This is not a minor gap. Lee (2026a) found that AI platforms like ChatGPT and Claude perform live page fetches during search queries, while Perplexity and Gemini rely on pre-built indices from regular crawling. Understanding crawl behavior is the first step to controlling your AI search visibility.
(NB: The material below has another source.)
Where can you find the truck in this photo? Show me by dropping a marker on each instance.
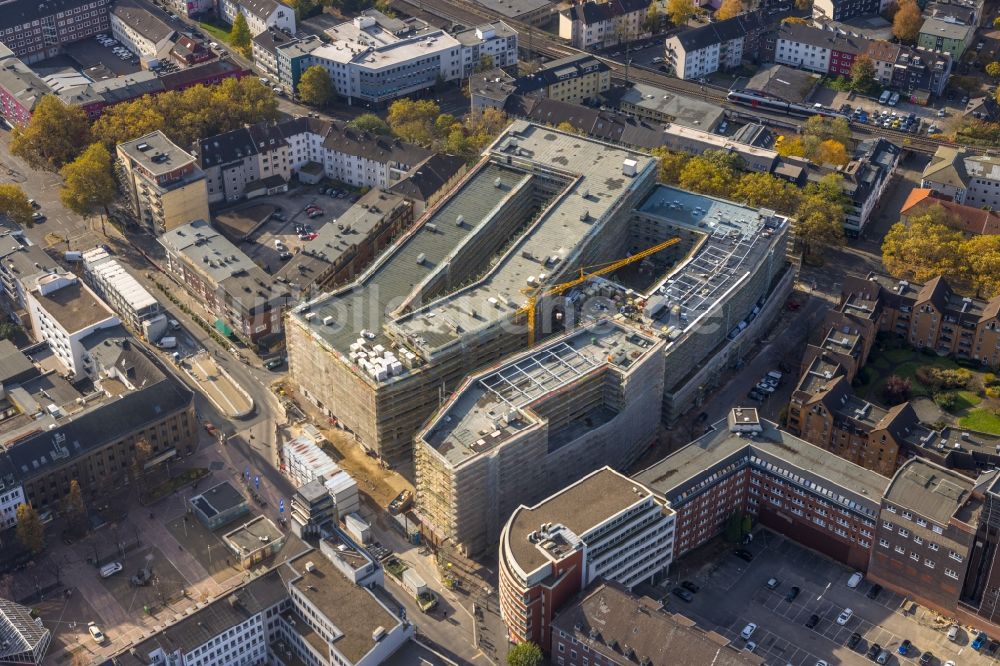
(415, 585)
You cannot optimize what you cannot measure.

This guide consolidates everything you need: the full user agent reference table, robots.txt compliance data, copy-paste configuration templates, monitoring method comparisons, and the traffic patterns that tell you where your content stands.

🚫 WHY GA4 MISSES AI BOT TRAFFIC

GA4 relies on a JavaScript snippet (gtag.js) that runs in the visitor's browser. When a human visits your page, their browser executes the script, which sends a tracking event to Google's servers.
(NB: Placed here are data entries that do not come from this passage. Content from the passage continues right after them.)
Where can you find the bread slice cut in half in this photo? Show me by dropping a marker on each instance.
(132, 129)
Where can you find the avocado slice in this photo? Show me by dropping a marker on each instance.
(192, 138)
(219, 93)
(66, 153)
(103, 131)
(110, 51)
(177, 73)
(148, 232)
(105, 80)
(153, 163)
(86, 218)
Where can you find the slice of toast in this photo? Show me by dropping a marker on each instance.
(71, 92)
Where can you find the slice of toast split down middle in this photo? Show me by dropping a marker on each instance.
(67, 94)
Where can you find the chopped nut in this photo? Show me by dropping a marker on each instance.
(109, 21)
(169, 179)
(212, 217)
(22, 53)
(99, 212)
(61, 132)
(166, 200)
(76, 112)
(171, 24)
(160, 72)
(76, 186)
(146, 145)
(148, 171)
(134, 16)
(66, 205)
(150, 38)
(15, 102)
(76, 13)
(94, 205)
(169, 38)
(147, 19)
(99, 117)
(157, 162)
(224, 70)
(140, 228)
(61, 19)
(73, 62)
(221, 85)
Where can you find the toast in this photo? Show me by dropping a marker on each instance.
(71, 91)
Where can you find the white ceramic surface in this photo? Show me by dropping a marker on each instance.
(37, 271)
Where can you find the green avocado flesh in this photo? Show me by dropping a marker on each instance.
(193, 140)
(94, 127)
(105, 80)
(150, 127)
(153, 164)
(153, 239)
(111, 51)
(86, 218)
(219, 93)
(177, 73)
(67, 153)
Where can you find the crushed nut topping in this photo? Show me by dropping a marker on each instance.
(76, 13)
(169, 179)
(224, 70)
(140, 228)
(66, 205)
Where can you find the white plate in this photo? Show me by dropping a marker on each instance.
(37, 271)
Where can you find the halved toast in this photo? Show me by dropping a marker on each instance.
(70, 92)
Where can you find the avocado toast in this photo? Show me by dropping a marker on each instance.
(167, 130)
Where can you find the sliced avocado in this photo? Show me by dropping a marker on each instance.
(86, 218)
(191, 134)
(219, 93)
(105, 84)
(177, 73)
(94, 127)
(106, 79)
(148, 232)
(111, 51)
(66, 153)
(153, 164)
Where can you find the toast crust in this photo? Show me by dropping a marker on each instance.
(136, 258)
AI crawlers skip all of that. They request the page, parse the HTML, and move on. No browser. No JavaScript execution. No analytics event. This applies to every AI crawler currently operating, from GPTBot to ClaudeBot to PerplexityBot and beyond.

The gap is structural, not configurable. No amount of GA4 settings will fix it because the bots never trigger the tracking code in the first place. The same limitation applies to Adobe Analytics, Mixpanel, and every other tool that depends on client-side execution.

The Bottom Line: If you rely on JavaScript-based analytics to understand AI bot activity, you are flying blind. Server-side tracking is the only way to see what is actually happening.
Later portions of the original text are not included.